AdpBP90b Class Reference

Offers the second version of the gradient descent based optimization algorithm with individual adaptive learning rates by Silva and Almeida (Adaptive BackPropagation). This optimization algorithm introduced by Silva and Almeida adds individual adaptive learning rates and weight-backtracking to standard steepest descent.
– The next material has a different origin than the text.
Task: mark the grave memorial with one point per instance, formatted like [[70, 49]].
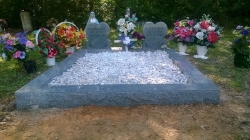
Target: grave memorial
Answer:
[[97, 35], [154, 35], [39, 94]]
More...

#include <AdpBP.h>

Inheritance diagram for AdpBP90b:
Optimizer

List of all members.

Public Member Functions

void init (Model &model)
 Initializes the optimizer with default parameters.
void initUserDefined (Model &model, double increaseFactorP=1.2, double decreaseFactorP=0.7, double alphaP=0.5, double eta0P=0.1)
 Initializes the optimizer with user defined parameters.
double optimize (Model &model, ErrorFunction &errorfunction, const Array< double > &input, const Array< double > &target)
 Performs a run of the optimization algorithm.
void clearMemory ()
 Resets internal variables of the class instance.

Protected Attributes

double increaseFactor
 The increase factor for the adaptive learning rate.
double decreaseFactor
 The decrease factor for the adaptive learning rate.
double alpha
 The momentum factor $\alpha$ that controls the effect of the momentum term.
double eta0
 The initial value for the adaptive learning rate $\eta$ for all weights of the network.
double oldError
 The old error value.
Array< double > deltaw
 The final update values (including the individual learning rates) for all weights.
Array< double > v
 The update values (without the individual learning rates) for all weights.
Array< double > dedwOld
 The last error gradient.
Array< double > eta
 The adaptive learning rate $\eta$ (for each weight individually).

Detailed Description

Offers the second version of the gradient descent based optimization algorithm with individual adaptive learning rates by Silva and Almeida (Adaptive BackPropagation). This optimization algorithm introduced by Silva and Almeida adds individual adaptive learning rates and weight-backtracking to standard steepest descent.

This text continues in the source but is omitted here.